Так как большинство [произведений] античной литратуры до нас не дошло, трудно судить, какие из новых жанров получают становление в эпоху эллинизма.
Новая комедия, идущая от средней и древней, не имеет, по-видимому, ничего общего с политической сатирой Аристофана и древних комиков, хора здесь нет, прежней структуры нет, но есть новый шаблон, по которому в каждой такой комедии есть подкинутые дети, их встреча с родителями, их влюбленность и брак Почему же это - комедия и в чем ее связь с древним политическим и фантастическим фарсом?
Появляется в эпоху эллинизма и беллетристика.
Сначала это крошечные рассказики в прозе, их действующие лица - боги и герои. Дальше это длинные повести с путаной композицией, напоминающие эпос по фантастике и стереотипу приключений, и этот жанр зашаблонизирован, и нельзя написать роман, в котором не было бы разлуки влюбленных, приключений и встречи.
Эллинистическая литература впервые, сравнительно с древнегреческой, создает любовные жанры, и ее стремление отображать реальную жизнь и реального человека еще сильней, чем раньше, диссонирует с несоответствием древней формы.
Поэзия отделяется от музыки и пляски и приобретает чисто литературную функцию, но ведь это все та же элегия и эпиграмма, те же гимны, тот же эпос по форме, во всяком случае, гексаметр и пентаметр - ведущие, по-старому, размеры.
9. Римская литература
В римской литературе эта узаконенность поэтической структуры, сложенной в древней Греции, дает себя знать окончательно, если большинство римских поэтов следует традиционной форме эллинистов, то Гораций с гордостью возобновляет жанры древнегреческой лирики, наполняя их новым содержанием.
Между тем то, что заново проходит этап становления здесь, в римской литературе - оно, как и в эллинистической, как и в
48
древнегреческой литературах, привлекает внимание необоснованностью и диссонансом структуры.
Римский роман, римская сатира удивительны. Они интересуются реальной жизнью, реальным бытом. Но роман Апулея переполнен фантасмагорией и такими же приключенческими схемами-шаблонами, как греческий роман, главное действующее лицо - животное, осел, бывший некогда человеком и снова им становящийся. Римская сатира, как и римский роман, скабрезна, цинична, вульгарна, это напоминает обязательство цинизма и непристойности в древнегреческой комедии, хотя, с другой стороны, здесь много элементов приподнято-высоких, как в греческом романе; рядом с изображением реальной жизни и людских нравов выводятся, однако, боги и сверхъестественные существа, колдуны и само ведовство.

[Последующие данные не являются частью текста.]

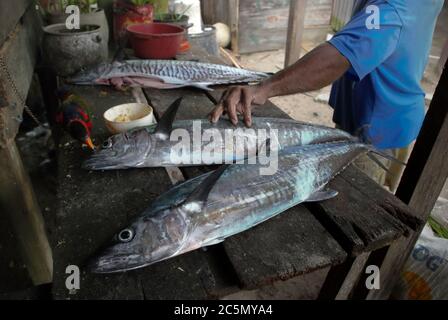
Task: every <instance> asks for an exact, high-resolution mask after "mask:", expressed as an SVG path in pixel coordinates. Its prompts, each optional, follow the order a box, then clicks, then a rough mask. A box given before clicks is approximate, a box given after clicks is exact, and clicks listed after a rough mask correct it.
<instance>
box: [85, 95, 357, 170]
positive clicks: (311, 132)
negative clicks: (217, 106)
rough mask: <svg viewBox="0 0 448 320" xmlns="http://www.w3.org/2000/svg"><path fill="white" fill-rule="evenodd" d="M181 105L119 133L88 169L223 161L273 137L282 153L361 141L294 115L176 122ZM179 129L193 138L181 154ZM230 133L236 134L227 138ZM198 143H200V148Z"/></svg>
mask: <svg viewBox="0 0 448 320" xmlns="http://www.w3.org/2000/svg"><path fill="white" fill-rule="evenodd" d="M180 103H181V99H178V100H176V101H175V102H174V103H173V104H172V105H171V106H170V108H169V109H168V111H167V112H165V114H164V116H163V118H162V119H161V120H160V122H159V124H158V125H157V126H153V127H148V128H144V129H138V130H135V131H131V132H127V133H124V134H119V135H116V136H112V137H111V138H109V139H108V140H106V141H105V142H104V144H103V146H102V149H100V150H98V151H97V152H96V153H95V154H94V155H93V156H92V157H91V158H90V159H88V160H87V161H85V162H84V164H83V168H85V169H87V170H114V169H128V168H144V167H169V166H178V167H179V166H193V165H209V164H224V163H230V162H234V161H238V160H244V159H247V158H250V157H251V156H255V155H256V154H257V151H260V146H261V145H263V144H265V142H266V140H267V139H271V142H272V145H275V148H273V150H277V151H278V150H282V149H285V148H287V147H291V146H300V145H308V144H316V143H324V142H331V141H340V140H353V139H356V138H354V137H353V136H351V135H350V134H348V133H346V132H344V131H342V130H337V129H334V128H329V127H324V126H317V125H310V124H306V123H302V122H297V121H294V120H289V119H277V118H254V119H253V123H252V128H249V129H247V128H239V129H237V130H235V129H236V128H235V127H234V126H233V125H232V124H231V123H230V122H229V121H225V120H221V121H219V122H218V123H217V124H211V123H210V122H209V121H207V120H195V121H196V122H195V121H193V120H187V121H176V122H174V118H175V115H176V111H177V109H178V108H179V106H180ZM198 127H200V129H199V128H198ZM177 129H182V130H183V131H182V132H184V133H186V135H187V137H190V138H191V139H190V141H188V143H187V147H189V148H187V150H186V151H185V152H181V153H180V154H178V153H177V151H176V153H175V150H176V149H178V148H179V141H180V140H181V139H180V138H179V139H170V137H173V136H174V133H176V132H178V131H175V130H177ZM198 131H199V132H198ZM171 133H173V135H171ZM229 133H232V134H233V135H234V136H235V138H233V139H231V140H230V139H229V138H227V139H226V134H227V135H228V134H229ZM265 133H266V134H265ZM213 134H215V135H214V138H212V136H213ZM264 135H265V136H266V137H265V138H263V136H264ZM198 136H199V137H198ZM207 136H208V137H207ZM221 137H222V138H221ZM184 140H188V139H184ZM229 140H230V142H229ZM198 141H199V142H198ZM195 142H196V143H199V144H200V145H199V146H198V147H195V146H194V143H195ZM173 155H176V156H175V157H173Z"/></svg>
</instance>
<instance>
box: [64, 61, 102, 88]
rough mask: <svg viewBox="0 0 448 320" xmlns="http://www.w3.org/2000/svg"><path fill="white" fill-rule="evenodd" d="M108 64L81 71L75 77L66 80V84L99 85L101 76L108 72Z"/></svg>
mask: <svg viewBox="0 0 448 320" xmlns="http://www.w3.org/2000/svg"><path fill="white" fill-rule="evenodd" d="M109 68H110V65H109V64H108V63H100V64H98V65H96V66H94V67H91V68H86V69H82V70H81V71H79V72H78V73H76V74H75V75H73V76H71V77H69V78H67V80H66V81H67V82H68V83H72V84H95V83H97V84H101V83H102V81H103V79H102V77H103V75H104V74H105V73H107V71H109Z"/></svg>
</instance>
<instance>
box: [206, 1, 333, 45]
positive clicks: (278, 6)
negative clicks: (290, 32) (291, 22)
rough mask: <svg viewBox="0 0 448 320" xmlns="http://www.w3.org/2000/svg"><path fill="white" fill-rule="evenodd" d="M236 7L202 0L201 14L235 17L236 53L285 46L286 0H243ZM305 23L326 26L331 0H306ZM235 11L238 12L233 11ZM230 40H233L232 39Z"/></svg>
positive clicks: (286, 16) (223, 17) (330, 5)
mask: <svg viewBox="0 0 448 320" xmlns="http://www.w3.org/2000/svg"><path fill="white" fill-rule="evenodd" d="M239 2H240V3H239V6H238V8H237V10H236V9H235V8H229V1H228V0H203V1H202V14H203V17H204V21H205V22H206V23H209V24H213V23H216V22H223V23H226V24H227V25H229V26H230V25H231V24H232V19H234V21H235V20H236V23H237V28H236V31H237V33H238V35H237V40H238V41H237V44H238V48H237V50H235V45H232V48H233V50H234V52H236V53H248V52H257V51H265V50H275V49H281V48H284V47H285V41H286V33H287V28H288V16H289V5H290V1H289V0H244V1H239ZM307 2H308V4H307V7H306V16H305V20H304V23H305V27H306V28H307V29H309V30H311V29H312V28H316V27H318V28H320V27H322V26H328V25H329V23H330V17H331V7H332V0H308V1H307ZM236 12H239V14H238V15H236V14H235V13H236ZM232 44H233V42H232Z"/></svg>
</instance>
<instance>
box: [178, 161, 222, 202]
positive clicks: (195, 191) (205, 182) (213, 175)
mask: <svg viewBox="0 0 448 320" xmlns="http://www.w3.org/2000/svg"><path fill="white" fill-rule="evenodd" d="M228 167H229V165H228V164H226V165H223V166H221V167H220V168H219V169H217V170H215V171H214V172H212V173H211V174H210V175H209V176H208V177H207V178H205V180H204V181H202V182H201V184H200V185H199V186H197V187H196V189H195V190H194V191H193V192H192V193H191V194H190V195H189V196H188V197H187V199H185V201H184V202H183V203H182V205H183V206H185V205H189V204H197V205H199V207H200V208H201V209H202V207H203V206H204V204H205V203H206V202H207V198H208V195H209V194H210V191H211V190H212V188H213V186H214V185H215V184H216V182H217V181H218V180H219V178H220V177H221V175H222V174H223V173H224V171H226V169H227V168H228ZM197 209H199V208H197Z"/></svg>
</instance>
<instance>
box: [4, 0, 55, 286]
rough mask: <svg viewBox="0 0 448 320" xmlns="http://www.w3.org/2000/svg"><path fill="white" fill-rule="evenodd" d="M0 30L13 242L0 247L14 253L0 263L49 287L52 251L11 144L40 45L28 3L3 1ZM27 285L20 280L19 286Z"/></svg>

10. Проблема противоречия сюжетно-жанровых формы и содержания
Нельзя не смутиться при мысли, что обязательные для античности литературные трафареты форм, несоответствие которых с самой античностью так наглядно, являются, независимо от античности, и литературными формами европейской классической литературы, прошедшей тот же путь развития, что и греко-римские литературы. Этим фактом проблема семантики античных литературных форм значительно углубляется. По-видимому, дело не просто в конкретной истории античных литератур. перед нами явление общего порядка, вопрос о смысловом происхождении жанровых форм и сюжетов, вопрос о сущности литературной формы и ее отношения к содержанию. Уже в греческой литературе ясно видна борьба двух смысловых систем, современной и архаической, причем именно на этой архаической системе держится весь костяк литературных произведений. Бросается также в глаза, даже при беглом анализе, что выбор тем в античной литературе, выбор сюжетных и жанровых вариаций, как ни разнообразен на первый взгляд, все же узок, перед нами все то - да не то, и то же самое - и различное, и по-одинаковому - другое.

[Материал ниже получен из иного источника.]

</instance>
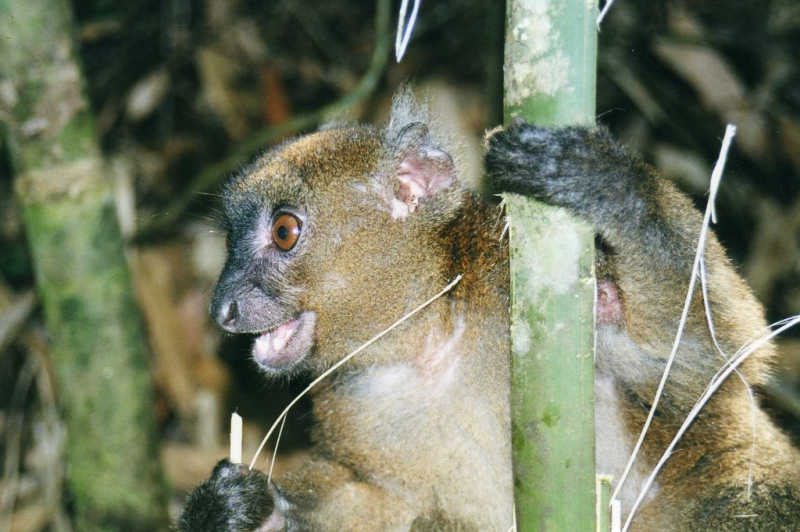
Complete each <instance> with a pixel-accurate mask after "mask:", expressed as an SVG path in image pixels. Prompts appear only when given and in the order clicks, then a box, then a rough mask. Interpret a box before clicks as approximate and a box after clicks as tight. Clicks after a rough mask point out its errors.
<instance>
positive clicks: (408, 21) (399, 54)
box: [394, 0, 422, 63]
mask: <svg viewBox="0 0 800 532" xmlns="http://www.w3.org/2000/svg"><path fill="white" fill-rule="evenodd" d="M421 2H422V0H414V7H413V8H412V9H411V17H410V18H409V19H408V25H406V12H407V11H408V0H403V3H402V4H400V16H398V17H397V35H396V36H395V41H394V55H395V57H396V58H397V62H398V63H399V62H400V60H401V59H403V56H404V55H405V54H406V48H408V42H409V41H410V40H411V33H412V32H413V31H414V25H415V24H416V23H417V13H418V12H419V5H420V3H421Z"/></svg>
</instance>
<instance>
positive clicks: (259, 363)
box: [253, 312, 316, 372]
mask: <svg viewBox="0 0 800 532" xmlns="http://www.w3.org/2000/svg"><path fill="white" fill-rule="evenodd" d="M315 323H316V315H315V314H314V313H313V312H303V313H301V314H300V315H299V316H298V317H297V318H294V319H291V320H289V321H287V322H284V323H281V324H280V325H278V326H277V327H274V328H272V329H269V330H267V331H265V332H263V333H261V334H260V335H259V336H258V337H256V341H255V343H254V344H253V356H254V357H255V359H256V361H258V363H259V364H260V365H261V366H263V367H264V369H267V370H270V371H274V372H280V371H283V370H287V369H290V368H291V367H292V366H294V365H295V364H297V363H298V362H299V361H300V360H302V359H303V358H305V356H306V355H307V354H308V352H309V351H310V350H311V346H312V345H313V336H314V325H315Z"/></svg>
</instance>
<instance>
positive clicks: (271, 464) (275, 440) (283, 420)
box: [267, 416, 287, 483]
mask: <svg viewBox="0 0 800 532" xmlns="http://www.w3.org/2000/svg"><path fill="white" fill-rule="evenodd" d="M286 417H287V416H283V419H282V420H281V428H280V429H278V437H277V438H275V450H274V451H273V452H272V460H270V461H269V474H268V475H267V482H268V483H269V482H272V470H273V469H274V468H275V459H276V458H277V457H278V445H279V444H280V442H281V436H282V435H283V426H284V425H286Z"/></svg>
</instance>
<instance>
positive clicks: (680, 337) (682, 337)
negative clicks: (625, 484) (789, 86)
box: [611, 124, 736, 521]
mask: <svg viewBox="0 0 800 532" xmlns="http://www.w3.org/2000/svg"><path fill="white" fill-rule="evenodd" d="M735 134H736V126H734V125H732V124H728V127H727V128H726V130H725V138H724V139H723V141H722V148H721V150H720V156H719V159H717V164H716V166H715V167H714V171H713V172H712V173H711V185H710V189H711V190H710V194H709V200H708V206H707V208H706V212H705V216H704V217H703V224H702V226H701V228H700V238H699V239H698V244H697V253H696V254H695V258H694V265H693V267H692V274H691V278H690V279H689V289H688V291H687V294H686V301H685V302H684V305H683V312H682V313H681V320H680V323H679V324H678V332H677V334H676V335H675V341H674V342H673V344H672V351H671V352H670V354H669V357H668V358H667V362H666V365H665V366H664V373H663V374H662V376H661V381H660V382H659V383H658V389H657V390H656V394H655V396H654V397H653V403H652V406H651V407H650V412H648V414H647V420H646V421H645V423H644V426H643V427H642V432H641V433H640V434H639V439H638V440H637V441H636V445H635V446H634V448H633V452H632V453H631V457H630V459H629V460H628V463H627V464H626V465H625V470H624V471H623V472H622V476H620V479H619V483H618V484H617V486H616V488H615V489H614V493H613V494H612V495H611V500H612V501H614V500H615V499H617V498H618V497H619V493H620V491H621V490H622V486H623V485H624V484H625V480H627V478H628V475H629V474H630V472H631V469H632V468H633V464H634V463H635V462H636V457H637V456H638V455H639V450H640V449H641V447H642V443H643V442H644V438H645V436H646V435H647V431H648V430H650V425H651V423H652V422H653V417H654V416H655V413H656V409H657V408H658V403H659V401H660V400H661V395H662V394H663V393H664V387H665V386H666V384H667V379H668V378H669V372H670V370H671V369H672V364H673V363H674V362H675V357H676V355H677V353H678V346H679V345H680V343H681V340H682V338H683V331H684V329H685V328H686V321H687V320H688V318H689V309H690V308H691V304H692V298H693V296H694V289H695V285H696V281H697V277H698V272H699V270H700V261H701V259H702V257H703V253H704V252H705V243H706V240H707V238H708V230H709V229H708V226H709V223H710V221H711V217H712V212H713V210H714V208H713V205H714V200H715V199H716V195H717V189H718V188H719V183H720V179H721V177H722V170H723V169H724V167H725V161H726V160H727V154H728V150H729V149H730V145H731V141H732V140H733V137H734V135H735ZM632 515H633V512H631V514H630V515H629V516H628V520H629V521H630V518H631V516H632Z"/></svg>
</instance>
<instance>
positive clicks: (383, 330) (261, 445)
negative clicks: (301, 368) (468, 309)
mask: <svg viewBox="0 0 800 532" xmlns="http://www.w3.org/2000/svg"><path fill="white" fill-rule="evenodd" d="M461 277H462V275H458V276H457V277H456V278H455V279H453V281H452V282H451V283H450V284H448V285H447V286H445V287H444V288H443V289H442V290H441V292H439V293H438V294H436V295H435V296H433V297H432V298H430V299H429V300H427V301H426V302H425V303H423V304H421V305H420V306H418V307H417V308H415V309H414V310H412V311H411V312H409V313H408V314H406V315H405V316H403V317H402V318H400V319H399V320H397V321H396V322H394V323H393V324H391V325H390V326H389V327H387V328H386V329H384V330H383V331H381V332H380V333H378V334H377V335H375V336H374V337H373V338H372V339H370V340H369V341H367V342H366V343H364V344H363V345H361V347H359V348H358V349H356V350H355V351H353V352H352V353H350V354H349V355H347V356H346V357H344V358H343V359H341V360H340V361H339V362H337V363H336V364H334V365H333V366H331V367H330V368H328V369H327V370H326V371H325V372H324V373H323V374H322V375H320V376H319V377H317V378H316V379H314V381H313V382H312V383H311V384H309V385H308V387H307V388H306V389H305V390H303V391H302V392H300V393H299V394H297V397H295V398H294V399H293V400H292V402H291V403H289V405H288V406H287V407H286V408H285V409H284V410H283V412H281V414H280V415H279V416H278V419H276V420H275V423H273V424H272V427H270V429H269V432H267V435H266V436H264V439H263V440H261V444H260V445H259V446H258V449H256V454H255V456H253V460H252V461H251V462H250V469H253V467H254V466H255V464H256V460H258V455H259V454H261V450H262V449H263V448H264V445H266V443H267V441H268V440H269V438H270V436H272V433H273V432H275V428H276V427H277V426H278V423H282V421H283V420H284V419H285V418H286V414H287V413H288V412H289V410H291V408H292V407H293V406H294V405H295V404H296V403H297V402H298V401H299V400H300V399H301V398H302V397H303V396H304V395H305V394H307V393H308V392H309V391H311V389H312V388H314V386H316V385H317V384H319V383H320V382H321V381H322V380H324V379H325V378H327V377H328V376H329V375H330V374H331V373H333V372H334V371H336V370H337V369H339V367H340V366H342V365H343V364H344V363H346V362H347V361H348V360H350V359H351V358H353V357H354V356H356V355H357V354H359V353H360V352H362V351H363V350H365V349H366V348H368V347H369V346H371V345H372V344H374V343H375V342H377V341H378V340H380V339H381V338H383V337H384V336H386V335H387V334H389V333H390V332H391V331H393V330H394V329H396V328H397V327H399V326H400V325H402V324H403V323H404V322H405V321H406V320H408V319H409V318H411V317H412V316H414V315H415V314H416V313H418V312H419V311H421V310H422V309H424V308H425V307H427V306H428V305H430V304H431V303H433V302H434V301H436V300H437V299H439V298H440V297H442V296H443V295H445V294H446V293H447V292H449V291H450V290H452V289H453V287H455V286H456V285H457V284H458V282H459V281H460V280H461ZM276 454H277V444H276V445H275V452H273V455H272V465H270V471H272V467H273V466H274V465H275V456H276Z"/></svg>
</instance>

Глубоко знаменательно, что древнейшей литературе приходится иметь дело с мировоззренческим наследием, функционировавшим еще до нее, что даже одна из древнейших литератур не может быть объяснена из себя же самой, а требует расшифровки долитературного, нелитературного материала, что дело - не в пережитках и рудиментах, а в столкновении и борьбе двух общественных идеологий, из которых старая, побежденная,
49
остается компонентом новой.
11. Причины изучения первобытного мировоззрения
Я перехожу к показу той смысловой системы, которая принимает в античности характер литературной формы. Эта система взялась из предшествующего, уже потерявшего актуальность, мировоззрения, цельного, еще не дифференцированного на отдельные идеологии, из мировоззрения, которое было создано образным первобытным мышлением.
Сперва я покажу, как это первобытное мышление складывалось по содержанию и в какую структуру отливалось, затем, как оно создало такие отливки, которые могут рассматриваться в виде долитературного, потенциального состояния сюжетов и жанров, и наконец, как это мышление потеряло функцию смыслового содержания и перешло на роль литературной формы.
Эта смысловая система, это мировоззренческое содержание получилось из отражения в сознании реальной действительности; и так как объектом такого образного осмысления действительности служили для первобытного сознания внешние явления, неразрывно связанные с производством, то именно с них я и начинаю.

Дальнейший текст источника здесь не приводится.